06/14/2026 | Press release | Distributed by Public on 06/14/2026 06:47
Le Président de la République de Lituanie Gitanas Nausėda a participé dimanche aux cérémonies commémoratives de la Journée du deuil et de l'espoir ainsi que de la Journée de l'occupation et du génocide.
Le Chef de l'État s'est adressé aux participants à la cérémonie organisée devant les monuments aux prisonniers politiques et aux déportés, rue Aukų, dans la capitale, en hommage aux victimes de l'occupation, du génocide et des répressions soviétiques.
Le Président a rappelé qu'il y a 85 ans, les occupants avaient commencé à déporter, dans des wagons à bestiaux, des familles entières de Lituanie et des autres États baltes occupés, notamment les élites intellectuelles de ces anciennes nations indépendantes.

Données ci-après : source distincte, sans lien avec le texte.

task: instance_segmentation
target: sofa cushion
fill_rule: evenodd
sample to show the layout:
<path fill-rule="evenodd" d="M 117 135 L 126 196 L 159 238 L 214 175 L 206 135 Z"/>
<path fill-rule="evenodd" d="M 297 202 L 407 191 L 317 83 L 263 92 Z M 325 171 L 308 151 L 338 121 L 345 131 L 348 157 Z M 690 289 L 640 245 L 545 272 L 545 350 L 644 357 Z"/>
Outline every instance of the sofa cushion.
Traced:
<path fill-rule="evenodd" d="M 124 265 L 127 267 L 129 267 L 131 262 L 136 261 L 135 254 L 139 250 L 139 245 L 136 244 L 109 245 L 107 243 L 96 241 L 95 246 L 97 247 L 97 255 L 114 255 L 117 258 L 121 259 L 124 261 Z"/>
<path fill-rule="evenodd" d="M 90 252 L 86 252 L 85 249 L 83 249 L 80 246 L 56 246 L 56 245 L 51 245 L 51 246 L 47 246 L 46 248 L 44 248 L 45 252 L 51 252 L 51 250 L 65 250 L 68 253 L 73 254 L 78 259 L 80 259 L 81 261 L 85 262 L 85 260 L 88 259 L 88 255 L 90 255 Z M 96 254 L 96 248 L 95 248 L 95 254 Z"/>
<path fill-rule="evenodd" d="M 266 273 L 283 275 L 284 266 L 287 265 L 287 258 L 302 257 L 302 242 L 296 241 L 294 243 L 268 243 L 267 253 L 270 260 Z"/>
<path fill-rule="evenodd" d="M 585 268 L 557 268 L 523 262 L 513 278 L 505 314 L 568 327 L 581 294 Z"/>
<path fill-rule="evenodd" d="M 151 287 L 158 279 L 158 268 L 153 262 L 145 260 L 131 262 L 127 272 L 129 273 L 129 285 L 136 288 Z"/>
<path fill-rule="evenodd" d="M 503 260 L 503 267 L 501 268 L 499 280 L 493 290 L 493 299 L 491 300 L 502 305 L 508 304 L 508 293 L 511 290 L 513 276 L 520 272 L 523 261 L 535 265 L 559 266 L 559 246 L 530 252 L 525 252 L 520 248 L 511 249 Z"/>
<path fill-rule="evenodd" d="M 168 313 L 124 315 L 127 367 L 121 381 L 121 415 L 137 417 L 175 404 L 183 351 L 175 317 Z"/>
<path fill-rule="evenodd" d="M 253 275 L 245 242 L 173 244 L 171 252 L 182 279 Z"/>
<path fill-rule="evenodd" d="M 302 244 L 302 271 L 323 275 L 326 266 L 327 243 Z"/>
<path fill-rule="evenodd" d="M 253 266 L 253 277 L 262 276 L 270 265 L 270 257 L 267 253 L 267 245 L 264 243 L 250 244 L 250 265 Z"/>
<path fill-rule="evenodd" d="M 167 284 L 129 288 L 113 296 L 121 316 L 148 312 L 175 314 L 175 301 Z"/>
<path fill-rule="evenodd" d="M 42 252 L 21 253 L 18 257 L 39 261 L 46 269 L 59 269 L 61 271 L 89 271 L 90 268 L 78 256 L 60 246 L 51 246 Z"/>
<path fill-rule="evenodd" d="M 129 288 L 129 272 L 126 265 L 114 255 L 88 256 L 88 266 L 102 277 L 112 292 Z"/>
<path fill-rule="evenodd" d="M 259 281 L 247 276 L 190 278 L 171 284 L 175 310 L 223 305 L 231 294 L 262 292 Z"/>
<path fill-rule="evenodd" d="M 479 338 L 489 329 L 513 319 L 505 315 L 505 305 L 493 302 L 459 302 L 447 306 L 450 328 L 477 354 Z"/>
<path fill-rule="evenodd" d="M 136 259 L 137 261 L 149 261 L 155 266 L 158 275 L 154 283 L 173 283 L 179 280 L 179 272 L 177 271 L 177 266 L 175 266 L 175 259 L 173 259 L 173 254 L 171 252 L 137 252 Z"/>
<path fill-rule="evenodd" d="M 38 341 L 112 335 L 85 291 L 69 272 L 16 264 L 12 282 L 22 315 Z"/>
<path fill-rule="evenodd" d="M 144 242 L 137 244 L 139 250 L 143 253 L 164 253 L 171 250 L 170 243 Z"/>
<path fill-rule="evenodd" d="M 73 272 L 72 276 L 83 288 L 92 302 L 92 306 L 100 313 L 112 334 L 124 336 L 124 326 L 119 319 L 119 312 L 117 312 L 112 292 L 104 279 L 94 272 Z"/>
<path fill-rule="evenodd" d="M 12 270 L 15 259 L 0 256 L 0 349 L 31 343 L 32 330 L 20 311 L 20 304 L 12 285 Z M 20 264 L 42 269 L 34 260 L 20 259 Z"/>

« Pendant les années d'occupation soviétique, 120 000 habitants ont été déportés de Lituanie, des nourrissons aux personnes âgées. 22 000 Lituaniens arrachés à leur patrie sont morts en chemin vers leur lieu de déportation, en exil ou dans les camps, en raison des conditions inhumaines, de la faim et du travail forcé », a déclaré le Chef de l'État.
Le Président a souligné que les Lituaniens ne s'étaient ni soumis ni laissé briser, même dans les circonstances les plus terribles. Ils avaient résisté grâce à leur force d'âme, en luttant pour leur dignité, leur langue, leur culture et leur foi.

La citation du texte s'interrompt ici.